Em relação aos suspostos abusos cometidos pelo pastor Anderson do Carmo, a defesa vem contestando essa versão desde o início do primeiro dia de julgamento que ocorreu nesta segunda (9). "A opinião pública sabe de tudo o que ocorreu. Ela teve cinco oportunidades e não falou (...) Ela nunca narrou isso, muito pelo contrário, ela sempre vangloriou o Anderson, que era ‘o meu tudo’, o Deus dela. É uma estratégia sorrateira, porque a prova do processo contradiz tudo o que está nesse vídeo", declarou o advogado Ângelo Máximo.
Durante os depoimentos desta quarta (9) Flordelis se manteve, a maior parte do tempo, de cabeça baixa e com a mão na boca. Estiveram no Fórum, a mãe da pastora Calmozina Motta e o namorado Allan Soares, com quem assumiu o namoro em junho de 2021, semana antes de ser presa, ele é 25 anos mais jovem que a ex-deputada.
Acusações
Flordelis é acusada de ser a mandante do crime e poderá responder por homicídio triplamente qualificado (motivo torpe, emprego de meio cruel e de recurso que impossibilitou a defesa da vítima), tentativa de homicídio, uso de documento falso e associação criminosa armada.
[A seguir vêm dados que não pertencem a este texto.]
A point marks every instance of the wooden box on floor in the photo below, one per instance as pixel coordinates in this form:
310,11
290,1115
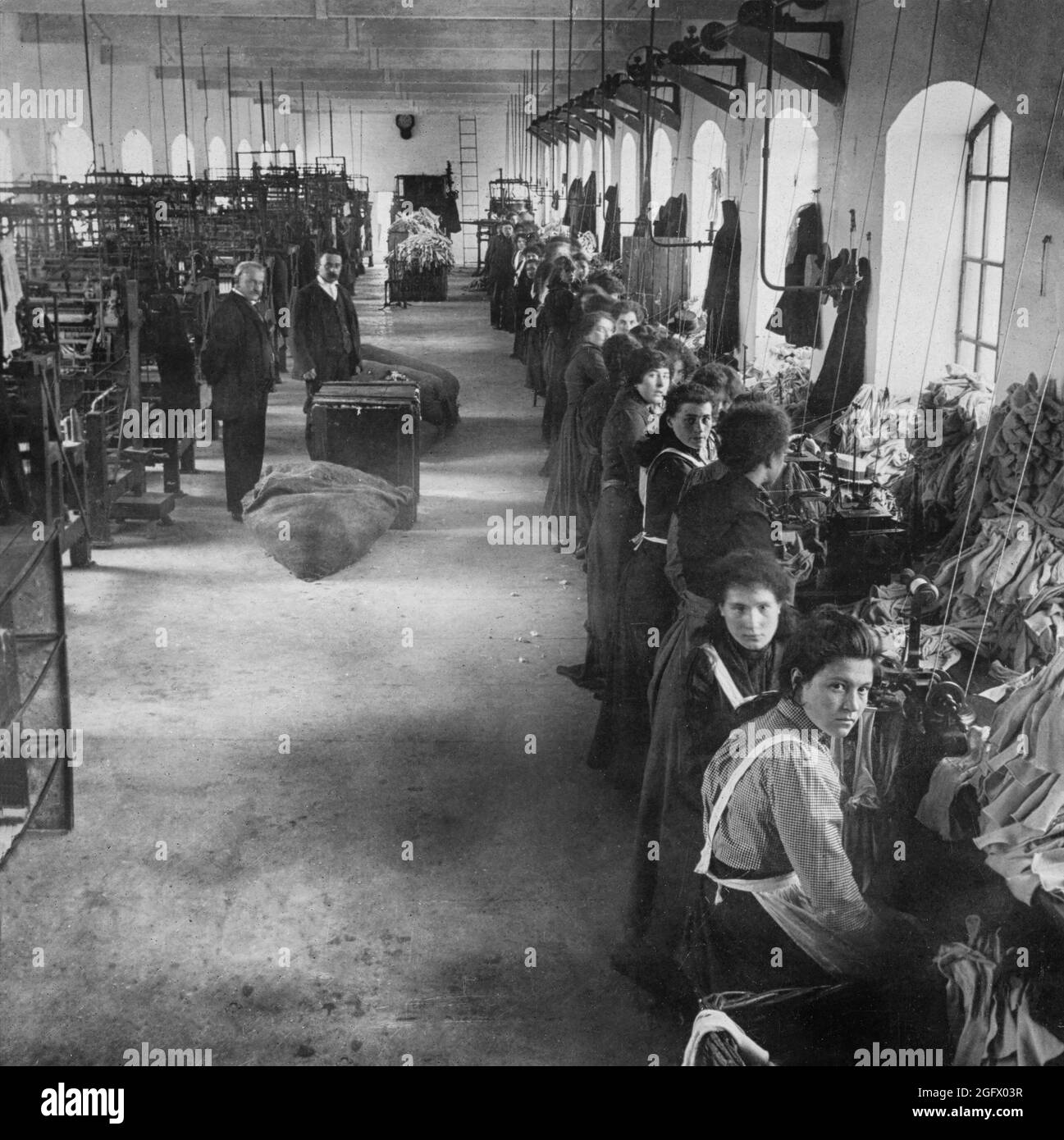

Já a filha biológica, Simone dos Santos Rodrigues, e os filhos adotivos Marzy Teixeira da Silva e André Luiz de Oliveira poderão responder por homicídio triplamente qualificado, tentativa de homicídio e associação criminosa armada. Enquanto, a neta Rayane dos Santos Oliveira, por homicídio triplamente qualificado e associação criminosa armada.

Outros depoimentos.

Antes de Dayane, depuseram nesta quarta-feira (9) Daniel dos Santos de Souza, filho adotivo de Flordelis, que também optou por depor por videoconferência, Luana Vedovi Rangel Pimenta, nora de Flordelis e casada com Wagner Pimenta, também conhecido como Misael, filho adotivo da pastora.

Na terça-feira (8), durante segundo dia de oitivas, prestaram depoimento o inspetor da DHNSGI, Tiago Vaz de Souza, que atuou nas investigações quando o delegado Allan Duarte assumiu o caso, e os filhos adotivos Alexsander Felipe Matos Mendes, o Luan, e Wagner Pimenta, batizado por ela como Misael.

Já durante o primeiro dia de julgamento, nesta segunda-feira (7), foram ouvidos a delegada Bárbara Lomba, que iniciou as investigações quando era titular da Delegacia de Homicídios de Niterói, São Gonçalo e Itaboraí (DHNSG), o delegado Allan Duarte, responsável pela conclusão do inquérito e Regiane Ramos Cupti Rabello, chefe de Lucas dos Santos de Souza, um dos filhos adotivos da pastora, já condenado por participação no crime.